El domingo, el palacio había señalado que el monarca había respondido bien a la medicación durante el fin de semana. Sin embargo, el cuadro empeoró en los días siguientes.
El ingreso hospitalario había comenzado por una retención de líquidos vinculada con un tratamiento con cortisona, una complicación que ya lo había obligado a permanecer de baja por enfermedad durante dos semanas.
La gravedad de la situación llevó a la familia real a cancelar toda su agenda oficial. La reina Sonja, el príncipe heredero Haakon y su esposa, Mette-Marit, suspendieron sus compromisos, mientras medios noruegos difundieron imágenes de distintos miembros de la familia en el hospital donde está internado Harald.
Entre ellos estuvo Marius Borg Høiby, hijo de Mette-Marit, condenado recientemente a cuatro años de cárcel por dos violaciones y que cumple su pena con un brazalete electrónico.
En los últimos días, varios miembros de la familia ya habían visitado al rey. Haakon, heredero de la corona, ejerce además como regente durante la ausencia de su padre.

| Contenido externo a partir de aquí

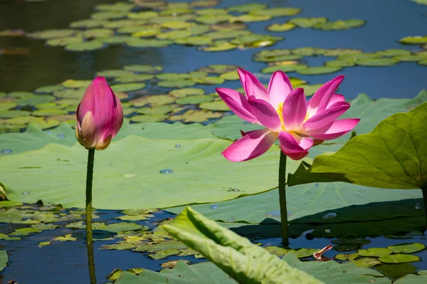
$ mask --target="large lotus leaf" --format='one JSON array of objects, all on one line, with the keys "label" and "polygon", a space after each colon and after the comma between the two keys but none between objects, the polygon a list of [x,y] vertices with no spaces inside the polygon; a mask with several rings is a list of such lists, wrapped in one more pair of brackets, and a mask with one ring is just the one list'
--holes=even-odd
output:
[{"label": "large lotus leaf", "polygon": [[[181,147],[176,147],[176,144]],[[228,188],[244,189],[244,196],[276,186],[277,149],[256,160],[231,163],[221,155],[228,145],[218,138],[159,140],[135,135],[113,142],[107,151],[96,155],[93,206],[105,209],[165,208],[240,196]],[[0,182],[6,186],[10,200],[35,203],[41,199],[84,208],[86,156],[87,151],[78,144],[71,147],[49,144],[26,153],[3,155],[0,167],[8,174]],[[297,164],[290,161],[290,172]],[[263,179],[259,178],[260,169]],[[52,174],[55,179],[48,178]],[[22,194],[24,191],[30,193]]]},{"label": "large lotus leaf", "polygon": [[[114,137],[117,141],[127,135],[138,135],[154,139],[196,139],[212,137],[210,127],[198,124],[184,125],[169,123],[139,123],[129,125],[125,122],[122,129]],[[3,133],[0,135],[0,149],[8,149],[11,155],[22,152],[41,148],[49,143],[71,147],[75,144],[75,131],[68,125],[63,123],[59,127],[43,131],[35,125],[28,125],[23,133]]]},{"label": "large lotus leaf", "polygon": [[301,171],[301,175],[296,174],[294,184],[312,182],[320,174],[326,174],[333,180],[369,186],[426,189],[426,121],[427,103],[408,113],[395,114],[371,132],[351,139],[337,153],[317,156],[307,172],[310,182]]},{"label": "large lotus leaf", "polygon": [[[246,192],[240,187],[227,190],[236,196]],[[416,189],[384,191],[347,183],[319,182],[288,187],[286,196],[288,218],[291,223],[367,221],[423,214],[421,207],[416,209],[422,199],[412,199],[422,197],[421,191]],[[194,208],[209,219],[223,222],[232,219],[236,222],[274,223],[280,220],[278,199],[278,191],[275,189],[227,201],[194,205]],[[167,210],[177,214],[182,209]],[[391,215],[389,212],[395,214]]]},{"label": "large lotus leaf", "polygon": [[240,283],[322,283],[190,207],[163,227]]}]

El deterioro de la salud del monarca también provocó una reacción inmediata entre las principales autoridades políticas del país.
El primer ministro Jonas Gahr Store canceló este jueves un viaje previsto a Alemania debido a la “grave situación de salud” del rey. “Todo el país está con nosotros mientras enviamos nuestros mejores deseos al rey y al resto de la familia real”, declaró a medios noruegos.
La preocupación se extendió también al Parlamento. Su presidente, Masud Gharahkhani, interrumpió una visita oficial a Islandia y emprendió el regreso a Noruega. A su vez, la Comisión de Relaciones Exteriores y Defensa anunció que sus integrantes volverían al país desde Corea del Sur.
También el Colegio de Obispos de la Iglesia Luterana de Noruega decidió acortar una visita a Roma, donde participaba de un encuentro excepcional con el papa. Según medios noruegos, sus miembros resolvieron regresar al país lo antes posible.
Fuera del ámbito institucional, numerosos noruegos comenzaron a enviar mensajes de apoyo a la familia real, de acuerdo con la televisión pública NRK, que los recibe.
“Noruega aguanta la respiración”, resumió el periodista Ole-Jørgen Schulsrud Hansen, una frase que reflejó el clima instalado en el país después del comunicado de la Casa Real y de la suspensión de actividades de parte de la cúpula política e institucional.
Harald V ocupa el trono desde 1991 y desde hace varios años atraviesa distintos problemas de salud. En 2024 anunció que reduciría el número de actividades oficiales en las que participa debido a su edad, pero descartó de manera explícita la posibilidad de abdicar.
Su prolongada permanencia en el trono y su negativa a abdicar volvieron especialmente sensible el deterioro comunicado este jueves por la Casa Real, tras 35 años como rey.
El rey sostuvo entonces que su juramento como monarca era de por vida. Pese a sus problemas de salud y a la reducción de sus compromisos oficiales, Harald mantuvo esa posición.